LS: “It means that I have an incredible opportunity to connect and make an impact in my own community! With this title I am a spokesperson for New Albany and Floyd County and hope to do everything thing I can do with that responsibility.”

How has the Miss America Organization impacted your life?

LS: “The Miss America Organization has taught me the importance of service, skills that will help me in my future life, such as interview tactics, and has also given me the opportunity to meet so many new people and create lifelong friendships!”

What do you plan to do during your year as Miss Harvest Homecoming’s Outstanding Teen?

LS: “During my year I plan to share my platform Dance Across Borders as much as possible and inspire others to join me in benefiting their communities as well.”

What are you looking forward to most during the Harvest Homecoming Festival?

LS: “Everything! Pumpkin Chucking, booth days, and all the food!
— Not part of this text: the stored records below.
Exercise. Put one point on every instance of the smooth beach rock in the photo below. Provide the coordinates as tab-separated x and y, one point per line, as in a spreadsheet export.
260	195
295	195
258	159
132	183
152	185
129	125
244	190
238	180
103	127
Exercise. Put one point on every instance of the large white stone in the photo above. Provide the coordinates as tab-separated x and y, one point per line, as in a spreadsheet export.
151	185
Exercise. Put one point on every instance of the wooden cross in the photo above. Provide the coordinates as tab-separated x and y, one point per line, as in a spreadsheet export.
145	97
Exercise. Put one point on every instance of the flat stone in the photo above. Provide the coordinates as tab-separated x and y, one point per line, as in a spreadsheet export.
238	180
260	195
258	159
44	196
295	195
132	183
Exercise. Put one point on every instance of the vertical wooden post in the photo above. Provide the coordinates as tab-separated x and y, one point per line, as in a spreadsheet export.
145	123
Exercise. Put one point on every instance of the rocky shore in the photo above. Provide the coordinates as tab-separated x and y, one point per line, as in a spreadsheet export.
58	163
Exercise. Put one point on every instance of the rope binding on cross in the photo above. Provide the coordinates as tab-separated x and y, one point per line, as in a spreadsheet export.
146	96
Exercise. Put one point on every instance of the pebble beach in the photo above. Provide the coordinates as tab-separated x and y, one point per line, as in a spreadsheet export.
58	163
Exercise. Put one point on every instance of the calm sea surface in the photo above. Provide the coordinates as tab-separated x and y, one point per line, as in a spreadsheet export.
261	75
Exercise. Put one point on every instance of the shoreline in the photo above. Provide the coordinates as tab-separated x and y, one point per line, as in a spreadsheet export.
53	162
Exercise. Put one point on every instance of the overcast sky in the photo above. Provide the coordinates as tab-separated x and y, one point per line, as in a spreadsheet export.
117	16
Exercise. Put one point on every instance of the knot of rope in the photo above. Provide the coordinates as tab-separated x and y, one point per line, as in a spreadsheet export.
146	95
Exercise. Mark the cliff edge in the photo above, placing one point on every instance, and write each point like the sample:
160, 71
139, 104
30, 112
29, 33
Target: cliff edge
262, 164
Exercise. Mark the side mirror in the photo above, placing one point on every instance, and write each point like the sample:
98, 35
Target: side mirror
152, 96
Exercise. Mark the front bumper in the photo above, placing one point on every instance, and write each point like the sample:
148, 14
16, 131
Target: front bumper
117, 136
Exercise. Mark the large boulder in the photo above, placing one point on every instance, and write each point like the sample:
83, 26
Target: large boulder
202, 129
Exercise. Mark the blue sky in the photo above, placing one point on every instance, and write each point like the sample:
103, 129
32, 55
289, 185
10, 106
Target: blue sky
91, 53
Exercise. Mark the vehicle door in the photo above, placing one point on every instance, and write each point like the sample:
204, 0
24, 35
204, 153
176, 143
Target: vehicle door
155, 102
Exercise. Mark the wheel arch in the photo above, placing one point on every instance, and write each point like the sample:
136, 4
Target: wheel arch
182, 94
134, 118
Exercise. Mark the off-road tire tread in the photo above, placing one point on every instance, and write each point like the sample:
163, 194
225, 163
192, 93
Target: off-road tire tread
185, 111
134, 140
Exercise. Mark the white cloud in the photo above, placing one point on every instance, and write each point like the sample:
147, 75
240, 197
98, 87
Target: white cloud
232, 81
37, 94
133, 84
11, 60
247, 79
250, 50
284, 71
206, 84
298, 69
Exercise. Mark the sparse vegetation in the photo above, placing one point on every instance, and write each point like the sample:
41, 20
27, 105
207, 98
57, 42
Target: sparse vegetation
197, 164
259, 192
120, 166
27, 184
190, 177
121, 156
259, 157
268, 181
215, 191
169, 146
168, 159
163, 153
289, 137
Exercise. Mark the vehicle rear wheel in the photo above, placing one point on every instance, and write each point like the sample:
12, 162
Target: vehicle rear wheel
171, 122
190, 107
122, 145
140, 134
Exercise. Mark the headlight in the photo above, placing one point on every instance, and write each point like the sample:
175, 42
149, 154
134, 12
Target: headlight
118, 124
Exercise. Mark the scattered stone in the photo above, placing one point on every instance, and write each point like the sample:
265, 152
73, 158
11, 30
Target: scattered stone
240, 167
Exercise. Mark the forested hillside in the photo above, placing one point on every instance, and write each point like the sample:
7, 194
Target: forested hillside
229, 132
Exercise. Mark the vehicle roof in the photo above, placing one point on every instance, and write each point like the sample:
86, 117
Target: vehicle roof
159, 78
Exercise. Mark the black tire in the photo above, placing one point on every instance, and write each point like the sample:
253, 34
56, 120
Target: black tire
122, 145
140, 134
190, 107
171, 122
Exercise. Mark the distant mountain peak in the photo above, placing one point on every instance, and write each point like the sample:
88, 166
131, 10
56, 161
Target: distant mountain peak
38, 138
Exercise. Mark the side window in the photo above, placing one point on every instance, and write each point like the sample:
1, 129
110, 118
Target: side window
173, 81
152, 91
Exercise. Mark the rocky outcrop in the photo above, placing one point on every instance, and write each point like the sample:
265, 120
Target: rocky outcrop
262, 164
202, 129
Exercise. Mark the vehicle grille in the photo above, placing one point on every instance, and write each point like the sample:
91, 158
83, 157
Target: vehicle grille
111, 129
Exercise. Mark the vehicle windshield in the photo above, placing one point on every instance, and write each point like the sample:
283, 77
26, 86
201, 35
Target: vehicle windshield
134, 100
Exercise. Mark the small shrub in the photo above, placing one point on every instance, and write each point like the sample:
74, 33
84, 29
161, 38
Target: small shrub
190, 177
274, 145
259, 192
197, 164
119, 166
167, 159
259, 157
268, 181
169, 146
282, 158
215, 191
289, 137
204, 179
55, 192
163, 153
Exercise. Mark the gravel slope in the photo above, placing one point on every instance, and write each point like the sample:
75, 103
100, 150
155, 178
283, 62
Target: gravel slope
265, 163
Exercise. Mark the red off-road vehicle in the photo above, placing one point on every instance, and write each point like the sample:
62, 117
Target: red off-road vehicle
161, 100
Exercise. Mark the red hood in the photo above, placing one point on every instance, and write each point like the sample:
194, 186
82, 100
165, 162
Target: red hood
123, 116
I can’t wait for the nonstop fun I know I am going to have!”

What do you hope to achieve with your platform this year?

LS: “I will continue to donate and share opportunities for dance with underprivileged children and keep raising money for Children’s Miracle Network Hospitals by using the ties I have in the local arts centers to share our talents to benefit those who may not be able to themselves.”

What is your main goal this year when you compete for the title of Miss Indiana’s Outstanding Teen in June of 2020? 

LS: “I want to have a good time, that’s for sure number one on my list! Last year I won an interview preliminary so repeating that along with a talent preliminary award are my two set goals!”